Nos pusimos las botas altas y los impermeables y nos adentramos por un sendero barroso. A ambos lados, plantas, árboles, arbustos, lianas y más plantas. La Amazonía ecuatoriana es una selva de montaña y el camino, lleno de subidas, bajadas era trabajoso. Había hecho bien en no llevar la Canon , un peso adicional para saltar obstáculos.
Al rato de caminar, nos detuvimos. A través de la fila me llegó una bolita de barro. La examiné y sin encontrarle nada en particular, la tiré. Minutos después vuelve a llegarme otra por lo que pregunté al guía para qué era eso. Para ponértelo en la cara, me respondió. ¿Qué? El barro amazónico tiene propiedades humectantes, de protección solar y aleja a los insectos, dijo. Yo ya me había puesto mi crema Eucerin, el repelente con DEET que me recomendó el infectólogo y la pantalla 50 de La Roche, así preferí pasar de la experiencia. Mis compañeros veinteañeros se entusiasmaron con la idea y se embadurnaron la cara.
Al rato, nueva detención. La propuesta era tomar la hoja de un helecho, sacarle todas las hojas de un lado y usar el resto para armar una vincha vegetal que hiciera juego con el barro de la cara y la tintura roja que les habían puesto en la cabaña de la comunidad.

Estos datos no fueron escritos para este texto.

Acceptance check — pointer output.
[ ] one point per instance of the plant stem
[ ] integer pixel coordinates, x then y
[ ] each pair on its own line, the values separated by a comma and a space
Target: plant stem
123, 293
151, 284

También pasé de este nuevo aditamento.
Finalmente llegamos a una cascada paradisíaca. Me sentí metida en una película (o un documental de Nat Geo). Esos lugares existían realmente. Mis compañeros, que llevaban traje de baño, se zambulleron. La que me vendió el tour se le había olvidado el detalle, así que me contenté con mirar mientras la bruma de gotas me salpicaba. Fue un momento mágico.